MUNICH (AP) — Ukrainian President Volodymyr Zelenskyy urged Western allies Friday to quicken their military support for Ukraine, warning at a major international security conference that delays would play into Russia’s hand as the invasion approaches its first anniversary.
“There is no alternative to speed, because it’s speed that life depends on,” Zelenskyy told the Munich Security Conference in Germany.
Ukraine is depending on Western weapons to thwart Russian President Vladimir Putin’s ambition of securing control of large areas of the country, in what has become a test of foreign governments’ resolve amid increasing financial costs.
About 40 heads of state and government, as well as politicians and security experts from almost 100 countries, including the United States, Europe and China, were due to attend the three-day gathering.
In his plea for more Western weapons, Zelenskyy compared Ukraine’s struggle against the Russian invasion to the biblical fight between David and Goliath, saying his country had David’s courage but needed help in getting the sling.
“It’s not just about Ukraine. The point is Goliath must lose. and there is no alternative to this,” the Ukrainian leader said by video link. “Because the Kremlin can break the security and peace of all who are represented here in Munich.”
Zelenskyy vowed that his country would ultimately prevail over Moscow’s aggression but warned that Russia “can still destroy many lives.”
“That is why we need to hurry up,” Zelenskyy said. “We need the speed.”
Zelenskyy portrays Ukraine as defending Western values of freedom and democracy against tyranny and argues that his country needs to be properly provisioned to fend off Russia’s much bigger force. Western countries have sided with him, but at times they have been slow to meet his requests.
For the first time in two decades, conference organizers did not invite Russian officials to Munich.

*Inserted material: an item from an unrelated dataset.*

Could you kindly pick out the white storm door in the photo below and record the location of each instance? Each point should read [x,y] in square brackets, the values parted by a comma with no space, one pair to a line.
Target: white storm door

Western countries have sought to isolate Russia diplomatically over the invasion of Ukraine that began on Feb. 24 2022.
German Defense Minister Boris Pistorius said Russia’s war in Ukraine would overshadow the proceedings. Western officials and analysts say the conflict is approaching a critical phase as it enters its second year next week.
The war is “not merely a European conflict” but has implications far beyond the continent, Pistorius said. Economies around the world have reeled from the war's impact on grain supplies, energy prices and inflation.
Kyiv, after receiving Western pledges of tanks and more ammunition, is now hoping for fighter jets, but some countries have balked at sending them.
Frans Timmermans, the executive vice president of the European Union's executive commission, said the 27-nation EU so far has maintained unity on the issue.
“I think everyone can see how important it is for Ukraine to win this war,” Timmermans said. “This is important for our Europe, too, because Putin isn’t just attacking Ukraine, he is also attacking us in the sense that he doesn’t support our values.”
He said it was important to make clear that Europe will support Ukraine however long the war lasts. “Putin is in difficulty,” Timmermans said, adding that the Russian leader would seek to put severe military pressure on Ukraine in the coming weeks and months.
Timmermans also expressed hope that China could exert pressure on Russia to end the war.